A partir desse contexto, então, como pensar políticas públicas e ações conjuntas da sociedade para promover maior proteção a esses pontos?


A gente sempre tem que atrelar ao menos três agentes da sociedade: governos, instituições de estudo científico e de análise — incorporando o ambiente e a participação da sociedade — e a própria sociedade geral. Fazendo ligações entre cada um, todos se responsabilizando, conseguimos trabalhar juntos.


Recentemente, eu li uma reportagem falando sobre o passado do Cerrado e como ele é um dos biomas mais antigos do mundo. O antropólogo Altair Sales Barbosa fala que o Cerrado é uma fotografia do passado. Professora, dentro da perspectiva de construção e divulgação de conhecimento e até maior atuação da sociedade, como pensar o Cerrado como futuro?


Eu acredito que as coisas trabalham de forma conjunta. O passado é importante pela história, pelo conhecimento anterior. O presente é necessário para a consciência de como trabalhar diante desse conhecimento e o futuro são os cenários que podemos imaginar, para sabermos criar perspectivas de trabalho também. Não considero que a gente tenha condições de separar essas linhas de tempo.


Com relação ao Cerrado, como já houve perdas de uso do bioma para diversas atividades, inclusive crescimento urbano, temos que considerar alguns cenários em que haja proteção integral onde nascem as águas, porque elas demoram para nascer. A recarga do aquífero é muito lenta, se considerar o tanto que a sociedade extrai dessa água.


Temos que trabalhar a favor do ritmo da Natureza, em função deste ritmo. E conseguimos: temos condições, conhecimento e tecnologia para tal. Não acho que chegaremos ao ponto de perder tanto da biodiversidade que não consigamos reverter determinados processos. A Natureza é sábia, existe uma sabedoria espontânea dela. Deixá-la fluir e, por consequência, ela seguirá seu rumo, seu ritmo natural.

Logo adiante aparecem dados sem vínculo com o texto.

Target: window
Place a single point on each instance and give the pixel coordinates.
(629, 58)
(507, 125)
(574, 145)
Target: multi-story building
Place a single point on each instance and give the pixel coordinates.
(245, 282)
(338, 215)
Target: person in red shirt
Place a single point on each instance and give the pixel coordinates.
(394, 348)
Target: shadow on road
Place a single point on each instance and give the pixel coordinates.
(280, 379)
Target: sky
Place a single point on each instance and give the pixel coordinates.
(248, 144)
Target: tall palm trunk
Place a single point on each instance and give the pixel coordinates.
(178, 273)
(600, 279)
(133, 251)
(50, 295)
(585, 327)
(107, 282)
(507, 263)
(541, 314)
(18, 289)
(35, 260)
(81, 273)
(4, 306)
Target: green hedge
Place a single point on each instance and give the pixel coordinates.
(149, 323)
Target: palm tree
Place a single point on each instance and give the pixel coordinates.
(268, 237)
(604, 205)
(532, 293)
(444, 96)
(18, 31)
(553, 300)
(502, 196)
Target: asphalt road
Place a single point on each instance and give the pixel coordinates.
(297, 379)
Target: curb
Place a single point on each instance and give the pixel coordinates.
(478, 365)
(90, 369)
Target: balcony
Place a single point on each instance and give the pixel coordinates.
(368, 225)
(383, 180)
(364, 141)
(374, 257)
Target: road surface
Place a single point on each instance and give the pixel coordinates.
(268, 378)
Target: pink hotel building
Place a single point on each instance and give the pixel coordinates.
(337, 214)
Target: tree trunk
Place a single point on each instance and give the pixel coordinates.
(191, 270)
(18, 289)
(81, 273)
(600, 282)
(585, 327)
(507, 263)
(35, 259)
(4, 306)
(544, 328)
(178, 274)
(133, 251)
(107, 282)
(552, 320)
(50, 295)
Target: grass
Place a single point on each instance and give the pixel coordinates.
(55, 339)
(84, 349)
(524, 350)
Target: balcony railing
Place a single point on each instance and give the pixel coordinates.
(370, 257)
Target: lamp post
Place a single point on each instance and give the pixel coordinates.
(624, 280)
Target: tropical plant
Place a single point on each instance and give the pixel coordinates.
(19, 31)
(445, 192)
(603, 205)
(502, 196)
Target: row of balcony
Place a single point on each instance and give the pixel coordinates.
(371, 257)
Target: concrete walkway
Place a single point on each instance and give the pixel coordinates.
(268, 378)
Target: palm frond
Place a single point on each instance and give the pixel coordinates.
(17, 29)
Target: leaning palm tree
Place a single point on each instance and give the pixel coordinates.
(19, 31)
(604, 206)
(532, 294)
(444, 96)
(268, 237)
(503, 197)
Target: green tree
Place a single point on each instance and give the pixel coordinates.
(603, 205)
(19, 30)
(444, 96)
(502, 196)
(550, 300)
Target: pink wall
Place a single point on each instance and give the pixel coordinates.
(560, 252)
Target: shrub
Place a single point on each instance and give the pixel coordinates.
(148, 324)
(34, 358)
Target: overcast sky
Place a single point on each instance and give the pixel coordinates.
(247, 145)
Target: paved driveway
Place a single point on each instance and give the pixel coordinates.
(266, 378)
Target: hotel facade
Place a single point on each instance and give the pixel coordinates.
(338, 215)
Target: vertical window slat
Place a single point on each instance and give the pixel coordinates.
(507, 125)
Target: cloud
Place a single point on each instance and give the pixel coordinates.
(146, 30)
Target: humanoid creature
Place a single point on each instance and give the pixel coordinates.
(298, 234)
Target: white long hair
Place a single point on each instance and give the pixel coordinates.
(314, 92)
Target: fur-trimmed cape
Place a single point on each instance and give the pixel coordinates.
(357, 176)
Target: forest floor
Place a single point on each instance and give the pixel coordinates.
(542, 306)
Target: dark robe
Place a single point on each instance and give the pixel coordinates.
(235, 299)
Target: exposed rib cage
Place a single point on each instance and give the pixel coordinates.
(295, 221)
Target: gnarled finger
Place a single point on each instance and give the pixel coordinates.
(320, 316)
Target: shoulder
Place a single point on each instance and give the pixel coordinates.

Agradecemos muito a sua participação, professora! Foi muito enriquecedora a conversa. Gostaria de adicionar mais alguma coisa?


Agradeço muito o convite e a participação. Como você vê, sou sempre otimista em relação ao trabalho que fazemos, que é o trabalho de formiguinha e de gota em gota. Acredito na sapiência humana.




*Limnologia estuda todas as águas não influenciadas diretamente pelo mar (águas continentais ou interiores). Analisa a correlação entre os organismos das comunidades bióticas e o ambiente.